Chinese chipmaker Semiconductor Manufacturing International Corporation has undertaken “preliminary exchanges” with the U.S. Bureau of Industry and Security regarding export restrictions, the company said in a filing.
“The Company is conducting assessments on the relevant impact of such export restrictions on the company’s production and operation activities,” the filing to the Hong Kong Stock Exchange said.
SMIC also said it has been operating in compliance with the relevant laws and regulations of all jurisdictions where it performs its businesses.
The company also advised shareholders and potential investors “to exercise caution when dealing in the securities of the Company.”

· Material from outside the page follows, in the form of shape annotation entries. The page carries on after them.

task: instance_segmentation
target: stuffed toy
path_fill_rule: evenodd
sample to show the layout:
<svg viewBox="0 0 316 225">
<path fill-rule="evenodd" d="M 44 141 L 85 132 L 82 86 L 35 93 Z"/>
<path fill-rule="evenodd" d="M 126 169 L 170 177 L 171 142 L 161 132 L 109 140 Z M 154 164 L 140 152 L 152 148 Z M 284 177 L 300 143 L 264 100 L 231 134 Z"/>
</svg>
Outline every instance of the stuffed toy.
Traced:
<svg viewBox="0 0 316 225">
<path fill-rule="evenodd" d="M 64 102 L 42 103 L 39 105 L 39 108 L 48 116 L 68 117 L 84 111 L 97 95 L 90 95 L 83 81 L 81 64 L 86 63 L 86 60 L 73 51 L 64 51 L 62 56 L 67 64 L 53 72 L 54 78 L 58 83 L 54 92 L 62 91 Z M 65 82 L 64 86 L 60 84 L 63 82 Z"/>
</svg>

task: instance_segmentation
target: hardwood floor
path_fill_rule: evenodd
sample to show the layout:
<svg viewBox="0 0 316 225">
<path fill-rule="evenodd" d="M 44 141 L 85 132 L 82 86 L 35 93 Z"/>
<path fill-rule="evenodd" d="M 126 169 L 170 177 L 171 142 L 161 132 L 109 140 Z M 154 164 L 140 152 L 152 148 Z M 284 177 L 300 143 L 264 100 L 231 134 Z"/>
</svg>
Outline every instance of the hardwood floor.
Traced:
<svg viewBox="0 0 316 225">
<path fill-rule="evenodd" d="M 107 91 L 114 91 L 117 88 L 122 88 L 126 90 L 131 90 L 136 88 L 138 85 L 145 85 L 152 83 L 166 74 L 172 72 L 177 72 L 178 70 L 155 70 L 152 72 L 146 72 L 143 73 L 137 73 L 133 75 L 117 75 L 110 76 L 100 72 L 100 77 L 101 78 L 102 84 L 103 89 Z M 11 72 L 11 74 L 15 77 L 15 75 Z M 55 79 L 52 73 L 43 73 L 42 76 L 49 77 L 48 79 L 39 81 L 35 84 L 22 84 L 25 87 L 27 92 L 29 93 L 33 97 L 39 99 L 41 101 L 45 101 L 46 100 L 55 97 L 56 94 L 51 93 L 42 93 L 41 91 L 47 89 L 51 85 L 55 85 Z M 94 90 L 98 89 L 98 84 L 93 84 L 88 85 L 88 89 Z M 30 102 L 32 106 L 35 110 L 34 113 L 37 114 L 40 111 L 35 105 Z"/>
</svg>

In September, Reuters reported that the Bureau of Industry and Security under the Department of Commerce had issued letters informing certain companies they must henceforth obtain a licence before continuing to supply goods and services to SMIC.
The letter stated that exports to SMIC “may pose an unacceptable risk of diversion to a military end use” to China.
Such measures recalled those imposed by the Department of Commerce on Huawei Technologies Co Ltd [HWT.UL}, the Shenzhen-based maker of smartphones and networking equipment.
At the time of the reports, SMIC said it had not received any notice from the Department of Commerce regarding the reported restrictions and said it had no relationship with China’s military.
SMIC is China’s largest semiconductor foundry, though it trails behind Taiwan Semiconductor Manufacturing Co Ltd , the global market leader.
Both companies rely heavily on equipment from companies based in the United States or U.S-allied countries to produce chips for clients.
Earlier this year, SMIC raised $6.6 billion in a listing in China’s tech-centric STAR Market, aiming to use the cash to kickstart manufacturing into more advanced technology.